I was wearing it one night, when we were hanging out at a friends' house. After a couple of beers, the boys thought it would be so funny to try it on. S tried it on, and I snapped this pic.
*Huh...he was right! It is hilarious now that I see it plastered on the web!!*
*Speaking of...Crystal Balls, Victor...please don't tell on me!*
Jake tried it on, and we laughed a little bit more. We eventually ran out of jokes about the vest, changed the subject and we hurried out the door to fetch a lime before the imbibing got out of hand, and we were stranded.
Jake ran into the convenient store, leaving S and I chit-chatting in the car. We were watching through the windows of the 7-11, as Jake strolled the aisles, with his manly strut...IN A TIGHT ASS, PINK, CHICK VEST!

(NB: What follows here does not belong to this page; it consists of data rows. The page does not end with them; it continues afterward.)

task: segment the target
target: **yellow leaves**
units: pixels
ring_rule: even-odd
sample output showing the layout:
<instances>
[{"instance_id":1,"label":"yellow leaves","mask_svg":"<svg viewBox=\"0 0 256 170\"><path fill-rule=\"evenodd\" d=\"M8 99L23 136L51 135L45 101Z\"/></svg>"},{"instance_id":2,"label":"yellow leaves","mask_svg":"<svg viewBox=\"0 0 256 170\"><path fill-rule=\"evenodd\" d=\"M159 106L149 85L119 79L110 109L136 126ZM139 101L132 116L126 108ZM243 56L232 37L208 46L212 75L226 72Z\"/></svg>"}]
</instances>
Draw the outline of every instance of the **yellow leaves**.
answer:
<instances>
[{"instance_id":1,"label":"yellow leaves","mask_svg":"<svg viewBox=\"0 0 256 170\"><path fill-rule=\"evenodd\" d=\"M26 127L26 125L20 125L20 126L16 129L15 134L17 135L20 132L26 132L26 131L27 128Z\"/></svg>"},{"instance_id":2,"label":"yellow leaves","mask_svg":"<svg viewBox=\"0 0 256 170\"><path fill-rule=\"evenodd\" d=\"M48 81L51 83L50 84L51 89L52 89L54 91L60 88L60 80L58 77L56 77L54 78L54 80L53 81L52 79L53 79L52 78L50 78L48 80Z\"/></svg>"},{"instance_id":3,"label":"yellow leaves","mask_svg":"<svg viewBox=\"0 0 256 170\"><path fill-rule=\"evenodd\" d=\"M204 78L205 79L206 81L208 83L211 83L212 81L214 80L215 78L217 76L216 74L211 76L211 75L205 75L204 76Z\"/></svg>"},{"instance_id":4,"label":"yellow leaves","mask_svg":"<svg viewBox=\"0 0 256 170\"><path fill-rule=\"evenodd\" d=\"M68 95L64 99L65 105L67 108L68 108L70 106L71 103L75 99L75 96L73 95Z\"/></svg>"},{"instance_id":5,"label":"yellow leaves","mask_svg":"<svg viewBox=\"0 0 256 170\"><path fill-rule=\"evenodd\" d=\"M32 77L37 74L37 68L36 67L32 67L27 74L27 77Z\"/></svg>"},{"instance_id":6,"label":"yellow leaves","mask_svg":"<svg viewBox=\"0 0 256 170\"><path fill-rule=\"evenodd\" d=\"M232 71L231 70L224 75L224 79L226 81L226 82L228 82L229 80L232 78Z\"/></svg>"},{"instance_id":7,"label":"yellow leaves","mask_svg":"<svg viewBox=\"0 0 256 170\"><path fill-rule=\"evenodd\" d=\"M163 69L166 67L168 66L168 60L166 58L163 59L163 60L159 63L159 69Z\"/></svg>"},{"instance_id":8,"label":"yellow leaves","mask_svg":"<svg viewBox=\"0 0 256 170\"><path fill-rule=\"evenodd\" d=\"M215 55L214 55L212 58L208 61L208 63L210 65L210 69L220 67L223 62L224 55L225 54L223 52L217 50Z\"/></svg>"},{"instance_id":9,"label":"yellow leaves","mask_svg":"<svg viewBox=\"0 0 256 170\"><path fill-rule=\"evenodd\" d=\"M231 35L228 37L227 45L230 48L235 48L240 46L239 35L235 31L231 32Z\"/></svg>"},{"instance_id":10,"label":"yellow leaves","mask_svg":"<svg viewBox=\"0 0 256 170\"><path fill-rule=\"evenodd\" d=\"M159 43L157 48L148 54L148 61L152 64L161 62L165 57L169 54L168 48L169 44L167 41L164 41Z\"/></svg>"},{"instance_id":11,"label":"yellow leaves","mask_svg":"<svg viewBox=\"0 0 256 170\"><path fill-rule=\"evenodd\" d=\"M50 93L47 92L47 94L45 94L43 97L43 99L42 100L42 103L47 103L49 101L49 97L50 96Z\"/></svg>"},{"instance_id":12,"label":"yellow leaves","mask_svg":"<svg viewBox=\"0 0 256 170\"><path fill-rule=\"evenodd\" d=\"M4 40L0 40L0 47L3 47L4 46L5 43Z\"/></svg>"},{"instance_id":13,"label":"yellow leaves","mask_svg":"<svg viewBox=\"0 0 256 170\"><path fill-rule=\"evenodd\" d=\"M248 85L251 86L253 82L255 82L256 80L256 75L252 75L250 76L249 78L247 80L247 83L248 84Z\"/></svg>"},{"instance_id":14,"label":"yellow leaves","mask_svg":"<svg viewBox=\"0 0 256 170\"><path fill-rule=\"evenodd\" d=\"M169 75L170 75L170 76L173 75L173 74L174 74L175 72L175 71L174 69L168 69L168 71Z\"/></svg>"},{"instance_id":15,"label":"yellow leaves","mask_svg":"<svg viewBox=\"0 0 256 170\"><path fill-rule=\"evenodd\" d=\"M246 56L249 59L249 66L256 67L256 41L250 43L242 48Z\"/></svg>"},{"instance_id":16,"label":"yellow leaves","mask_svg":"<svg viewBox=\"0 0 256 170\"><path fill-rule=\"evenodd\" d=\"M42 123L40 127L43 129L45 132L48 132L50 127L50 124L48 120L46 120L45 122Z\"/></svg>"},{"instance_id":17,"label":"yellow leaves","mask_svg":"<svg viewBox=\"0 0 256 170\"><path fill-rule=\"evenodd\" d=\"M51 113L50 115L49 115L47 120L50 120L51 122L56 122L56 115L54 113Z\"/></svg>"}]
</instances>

My first thought was, Huh...my husband is so cool. He can just walk right in there with that TIGHT ASS, PINK, CHICK VEST on...and not think a thing of it. Look how he is sportin' that vest without a care in the world about what other people think of him. He even looks cute in that little bitty vest. Damn, I love that man.
S was laughing and said, "Does he know he's wearing the vest?"
I said, "Holy shit! He's forgotten that he's wearing that fucking vest!"
At this point in the story, I wish I could say, that I felt sorry for the man, and waited until he was back in the car to tell him that he'd just worn the TIGHT ASS, PINK, CHICK VEST...IN PUBLIC!!
But that would be no fun...at all!
S and I were HYSTERICAL, and decided it was best for all parties involved, if we fucked with him a little bit.
When I could gather enough air to form actual words...I called Jake on his cell.
S and I watched through the windows, as Jake reached for his phone.
He answered, and I covered my mouth a bit with my hand, and loudly whispered, "Dude...don't look now..."
Jake says, "WHAT? Why what's up," and he nervously looked around.
Seeing his confusion, and muffling laughter, I said, "I SAID DON'T LOOK! Dude, I don't know if you're aware, or not...but...you're still wearing the TIGHT ASS, PINK, CHICK VEST!"
We watched as Jake looked down and saw the vest.
We could actually see the testosterone drain out of his body. His shoulders slumped, he hung his head, and like a bitch who'd just lost her bra in a game of strip poker, Jake furiously tried to cover the TIGHT ASS, PINK, CHICK VEST, with his arms.
As I watched my beloved, giggle, nervously shift his weight from one foot to the other...still desperately trying to hide the vest, I thought, Huh...look how gay my husband looks right now!